The election process fell short of international standards, the US-based International Republican Institute said Tuesday in a preliminary report.

“The national elections were an improvement over past elections in Cambodia but still fell short of rec­ognized international standards for democratic elections,” according to the report by IRI, a self-de­scribed nonpartisan group pro­mot­ing “democracy, freedom and self-government” outside of the US.

“Severe restrictions on media access and significant obstacles to political activity were evident before the campaign began, and significant media imbalance in the government’s favor continued in the campaign period.” In addition, “political violence and intimidation have worked overwhelmingly to the benefit of [the] CPP,” according to the report.
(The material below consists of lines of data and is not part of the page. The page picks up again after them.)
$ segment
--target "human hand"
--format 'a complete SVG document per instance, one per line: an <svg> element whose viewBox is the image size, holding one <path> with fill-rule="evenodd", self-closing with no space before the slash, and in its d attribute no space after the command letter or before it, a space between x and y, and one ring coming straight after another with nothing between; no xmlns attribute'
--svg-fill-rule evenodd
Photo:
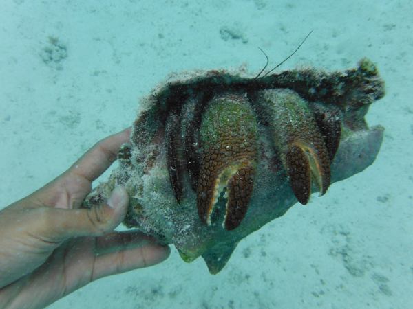
<svg viewBox="0 0 413 309"><path fill-rule="evenodd" d="M43 308L102 277L168 257L168 247L145 234L114 231L127 209L123 187L105 204L80 208L129 133L99 141L56 179L0 211L0 308Z"/></svg>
Former US Environmental Protection Agency administrator Christine Todd Whitman, who headed the IRI’s monitoring delegation, said at a news conference Tuesday that though overt violence was rare, “less visible but equally effective methods of in­timidation were reported to both hu­man rights groups and election observers.”

Whitman said the IRI heard reports of village chiefs forcing villagers to give oaths of allegiance to the CPP and that village chiefs had threatened to confiscate voters’ property.

“The campaign per­i­od was also marred by the anti-Vietnamese rhetoric of the major parties, particularly in speeches by the leaders of Funcinpec and the Sam Rainsy Party,” she said.

On Saturday, Whitman defended the IRI’s neutrality, saying that technical assistance had been given to all 23 political parties. She also distanced the IRI from a bill sponsored by US Senator Mitch McConnell calling for in­creased aid to Cambodia following a regime change.

The bill, Whitman said, ex­pressed “the concern and desire of its sponsors” and none of its sponsors are on the board of the IRI. She also noted that the bill has not been fully endorsed by the US Congress or the administration of US President George W Bush.

In his daily briefing to the US Congress Monday, US State Department spokesman Richard Boucher said “by and large, things went smoothly” during Cam­bodia’s election process.

But Boucher cited “re­ports of some election irregularities and allegations of vote buying and voter intimidation.” He said the US Embassy in Cam­bodia is looking into those charges.

The delegation from the Trans­national Radical Party, however, declared in a statement Monday that no matter the outcome, they had observed “an unfair and non-democratic electoral campaign.”

“Opposition to the daily propaganda of the government and the CPP should have been guaranteed through daily slots granted to all parties,” said Marco Panella, a member of the European Parlia­ment.

“Unfortunately, the parties were forced to decide the con­tents of those spaces in ad­vance, before the electoral campaign, and without any chance of updating them during the campaign.”

The Radical Party is an independent NGO that promotes democracy and the rule of law.

A statement from the Japanese Government Election Obser­vation Mission declared that the mission members “witnessed no serious violent activities, intimidation or irregularities that may undermine the overall credibility of the election.”